Os poetas são mestres em transformar
meros acontecimentos do cotidiano na mais pura poesia: o uruguaio Benedetti é
um deles, como se pode constatar pelo poema a seguir, extraído a uma série que
sintetiza tanto os “lugares comuns” quanto os “estados de exceção” no curso dos
dias, afora as “cotidianas” – como esta –, cinco ao todo, na obra.

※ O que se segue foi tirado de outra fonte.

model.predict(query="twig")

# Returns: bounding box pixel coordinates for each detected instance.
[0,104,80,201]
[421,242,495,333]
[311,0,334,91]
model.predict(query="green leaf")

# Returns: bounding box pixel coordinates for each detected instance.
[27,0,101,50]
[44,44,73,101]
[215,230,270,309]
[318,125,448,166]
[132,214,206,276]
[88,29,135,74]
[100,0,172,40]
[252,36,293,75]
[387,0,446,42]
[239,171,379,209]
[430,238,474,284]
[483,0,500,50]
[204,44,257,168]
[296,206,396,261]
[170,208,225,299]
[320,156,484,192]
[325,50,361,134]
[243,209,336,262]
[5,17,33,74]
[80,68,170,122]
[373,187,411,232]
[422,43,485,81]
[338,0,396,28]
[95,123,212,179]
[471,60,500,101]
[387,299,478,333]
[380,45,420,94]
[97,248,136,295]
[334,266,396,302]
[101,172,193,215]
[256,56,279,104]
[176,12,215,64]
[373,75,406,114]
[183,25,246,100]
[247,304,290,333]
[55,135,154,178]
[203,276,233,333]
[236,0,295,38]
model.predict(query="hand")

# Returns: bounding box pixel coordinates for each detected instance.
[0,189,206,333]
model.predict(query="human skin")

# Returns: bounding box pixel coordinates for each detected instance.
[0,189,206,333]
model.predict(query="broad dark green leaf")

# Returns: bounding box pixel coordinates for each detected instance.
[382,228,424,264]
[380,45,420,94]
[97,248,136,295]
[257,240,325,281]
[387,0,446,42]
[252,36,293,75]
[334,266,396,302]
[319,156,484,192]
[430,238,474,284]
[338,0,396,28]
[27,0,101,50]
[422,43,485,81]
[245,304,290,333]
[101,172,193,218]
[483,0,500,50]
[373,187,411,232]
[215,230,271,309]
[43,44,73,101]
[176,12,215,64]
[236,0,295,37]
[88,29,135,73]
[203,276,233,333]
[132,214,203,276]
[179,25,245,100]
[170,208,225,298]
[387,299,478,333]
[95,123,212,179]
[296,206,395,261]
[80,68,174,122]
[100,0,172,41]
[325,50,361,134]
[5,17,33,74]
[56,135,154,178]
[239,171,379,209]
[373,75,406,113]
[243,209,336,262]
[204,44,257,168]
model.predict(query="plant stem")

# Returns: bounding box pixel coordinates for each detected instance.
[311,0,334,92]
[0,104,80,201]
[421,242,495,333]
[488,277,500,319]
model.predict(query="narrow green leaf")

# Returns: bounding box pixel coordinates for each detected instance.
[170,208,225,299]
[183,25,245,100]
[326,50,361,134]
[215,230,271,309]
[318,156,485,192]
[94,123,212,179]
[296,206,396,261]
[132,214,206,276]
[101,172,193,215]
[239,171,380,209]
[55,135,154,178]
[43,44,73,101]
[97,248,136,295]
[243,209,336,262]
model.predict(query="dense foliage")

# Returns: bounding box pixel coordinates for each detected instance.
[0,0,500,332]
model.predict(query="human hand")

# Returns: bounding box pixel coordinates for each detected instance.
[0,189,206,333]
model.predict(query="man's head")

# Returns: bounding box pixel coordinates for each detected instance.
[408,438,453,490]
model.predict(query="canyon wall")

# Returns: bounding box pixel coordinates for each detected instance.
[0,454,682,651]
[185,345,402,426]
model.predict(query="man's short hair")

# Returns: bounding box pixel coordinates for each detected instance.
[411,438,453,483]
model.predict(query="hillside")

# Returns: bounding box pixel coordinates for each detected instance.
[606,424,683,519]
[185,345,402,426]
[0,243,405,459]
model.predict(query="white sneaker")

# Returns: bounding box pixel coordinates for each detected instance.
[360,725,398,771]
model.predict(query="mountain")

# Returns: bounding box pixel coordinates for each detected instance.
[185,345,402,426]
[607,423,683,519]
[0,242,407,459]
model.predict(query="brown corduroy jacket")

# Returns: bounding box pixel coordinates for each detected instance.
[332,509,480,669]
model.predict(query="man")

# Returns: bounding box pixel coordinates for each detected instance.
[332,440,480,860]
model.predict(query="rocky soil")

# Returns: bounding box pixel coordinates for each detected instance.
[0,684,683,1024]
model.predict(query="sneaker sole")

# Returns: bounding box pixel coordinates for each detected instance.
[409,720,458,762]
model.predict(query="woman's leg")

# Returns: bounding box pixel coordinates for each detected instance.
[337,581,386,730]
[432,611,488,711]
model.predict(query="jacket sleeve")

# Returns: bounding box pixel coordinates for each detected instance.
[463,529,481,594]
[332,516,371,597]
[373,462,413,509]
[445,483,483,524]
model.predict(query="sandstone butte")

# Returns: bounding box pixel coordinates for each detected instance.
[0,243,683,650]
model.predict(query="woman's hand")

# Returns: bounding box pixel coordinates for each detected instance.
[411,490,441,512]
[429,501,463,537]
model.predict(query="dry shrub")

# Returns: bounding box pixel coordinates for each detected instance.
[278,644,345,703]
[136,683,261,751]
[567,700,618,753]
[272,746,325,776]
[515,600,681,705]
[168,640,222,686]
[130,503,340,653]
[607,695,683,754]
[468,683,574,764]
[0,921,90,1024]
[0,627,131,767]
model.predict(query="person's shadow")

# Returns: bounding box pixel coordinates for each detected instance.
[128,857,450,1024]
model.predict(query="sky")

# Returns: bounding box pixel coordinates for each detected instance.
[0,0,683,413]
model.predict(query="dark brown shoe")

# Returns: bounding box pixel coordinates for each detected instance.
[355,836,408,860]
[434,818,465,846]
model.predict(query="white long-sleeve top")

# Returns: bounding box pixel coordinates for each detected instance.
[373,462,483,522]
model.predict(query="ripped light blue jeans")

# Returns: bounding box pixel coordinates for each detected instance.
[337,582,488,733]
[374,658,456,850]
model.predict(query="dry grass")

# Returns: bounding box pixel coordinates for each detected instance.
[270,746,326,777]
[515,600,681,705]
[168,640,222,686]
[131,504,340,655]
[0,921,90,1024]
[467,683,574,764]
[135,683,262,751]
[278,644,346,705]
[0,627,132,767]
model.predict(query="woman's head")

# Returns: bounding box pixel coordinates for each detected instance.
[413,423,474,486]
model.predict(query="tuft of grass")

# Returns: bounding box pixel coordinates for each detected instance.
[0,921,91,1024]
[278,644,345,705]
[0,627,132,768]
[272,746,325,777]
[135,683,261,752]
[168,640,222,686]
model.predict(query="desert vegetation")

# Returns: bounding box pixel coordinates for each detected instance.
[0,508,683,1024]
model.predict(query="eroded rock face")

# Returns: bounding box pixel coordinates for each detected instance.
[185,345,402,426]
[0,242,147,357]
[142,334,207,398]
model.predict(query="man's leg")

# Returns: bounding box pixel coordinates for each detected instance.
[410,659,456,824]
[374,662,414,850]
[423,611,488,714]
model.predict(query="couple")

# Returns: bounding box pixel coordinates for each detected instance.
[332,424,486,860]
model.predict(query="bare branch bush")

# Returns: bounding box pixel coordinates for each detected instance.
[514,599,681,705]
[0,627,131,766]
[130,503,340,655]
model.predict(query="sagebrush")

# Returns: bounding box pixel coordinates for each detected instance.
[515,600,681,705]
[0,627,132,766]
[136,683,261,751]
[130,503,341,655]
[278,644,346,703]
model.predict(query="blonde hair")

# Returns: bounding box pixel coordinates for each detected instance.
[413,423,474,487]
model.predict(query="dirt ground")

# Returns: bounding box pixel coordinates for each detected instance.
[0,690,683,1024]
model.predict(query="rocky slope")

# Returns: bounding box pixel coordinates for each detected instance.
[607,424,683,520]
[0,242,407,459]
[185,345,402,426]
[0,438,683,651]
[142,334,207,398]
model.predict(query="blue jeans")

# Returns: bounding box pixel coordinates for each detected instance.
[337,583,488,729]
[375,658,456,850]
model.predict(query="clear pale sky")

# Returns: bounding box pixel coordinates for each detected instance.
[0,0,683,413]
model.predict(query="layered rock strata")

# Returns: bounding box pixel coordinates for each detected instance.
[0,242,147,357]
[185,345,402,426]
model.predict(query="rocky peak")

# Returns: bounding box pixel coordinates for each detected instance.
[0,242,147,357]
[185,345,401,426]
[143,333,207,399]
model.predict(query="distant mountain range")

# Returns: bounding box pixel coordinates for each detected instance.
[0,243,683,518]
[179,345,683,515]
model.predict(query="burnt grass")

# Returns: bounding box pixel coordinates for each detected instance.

Nesse fluir espasmódico que é a vida,
haveremos de ter a suficiente capacidade de filtrar a alegria que, por vezes,
esconde-se em átimos fugazes, em meio a um rol interminável de momentos que
assolam o espírito, lancinando-o, fustigando-o, até que a sua totalidade se
torna tão expressiva que pode levar os fracos à renúncia. Levantemos, portanto,
a bandeira do nosso júbilo, defendendo-a – como o faz Benedetti em um dos
poemas da série (“Defensa de la Alegría”).
J.A.R. – H.C.
Mario Benedetti
(1920-2009)
Cotidiana I
La vida cotidiana es
un instante
de otro instante que
es la vida total del hombre
pero a su vez cuántos
instantes no ha de tener
ese instante del
instante mayor
cada hoja verde se
mueve en el sol
como si perdurar
fuera su inefable destino
cada gorrión avanza a
saltos no previstos
cómo burlándose del
tiempo y del espacio
cada hombre se abraza
a alguna mujer
como si así aferrara
la eternidad
en realidad todas
estas pertinacias
son modestos
exorcismos contra la muerte
batallas perdidas con
ritmo de victoria
reos obstinados que
se niegan
a notificarse de su
injusta condena
vivientes que se
hacen los distraídos
la vida cotidiana es
también una suma de instantes
algo así como
partículas de polvo
que seguirán cayendo
en un abismo
y sin embargo cada
instante
o sea cada partícula
de polvo
es también un copioso
universo
con crepúsculos y
catedrales y campos de cultivo
y multitudes y
cópulas y desembarcos
y borrachos y
mártires y colinas
y vale la pena
cualquier sacrificio
para que ese abrir y
cerrar de ojos
abarque por fin el
instante universo
con una mirada que no
se avergüence
de su reveladora
efímera
insustituible
luz
Em: “Cotidianas” (1979)
Caminhada matutina em Budapeste
(Jonelle Summerfield:
pintora norte-americana)
Cotidiana I
A vida cotidiana é um
instante
de outro instante que
é a vida total do homem
mas por sua vez
quantos instantes não há de ter
esse instante do
instante maior
cada folha verde se
move ao sol
como se perdurar
fosse seu inefável destino
cada pardal avança a
saltos imprevistos
como burlando-se do
tempo e do espaço
cada homem se abraça
a alguma mulher
como se assim
agarrasse a eternidade
na realidade todas
estas pertinácias
são modestos
exorcismos contra a morte
batalhas perdidas com
ritmo de vitória
réus obstinados que
se recusam
a admitir a injusta
punição
viventes que se fazem
de distraídos
a vida cotidiana é
também uma soma de instantes
algo assim como
partículas de pó
que continuarão
caindo em um abismo
e contudo cada
instante
ou seja cada
partícula de pó
é também um copioso
universo
com crepúsculos e
catedrais e campos de cultivo
e multidões e cópulas
e desembarques
e bêbados e mártires
e colinas
e vale a pena
qualquer sacrifício
para que esse abrir e
fechar de olhos
abarque por fim o
instante universo
com um olhar que não
se envergonhe
de sua reveladora
efêmera
insubstituível
luz
Em: “Cotidianas” (1979)
Referência:
BENEDETTI, Mario. Cotidiana I /
Cotidiana I. Tradução de Julio Luís Gehlen. In: __________. Antologia poética. Edição bilíngue.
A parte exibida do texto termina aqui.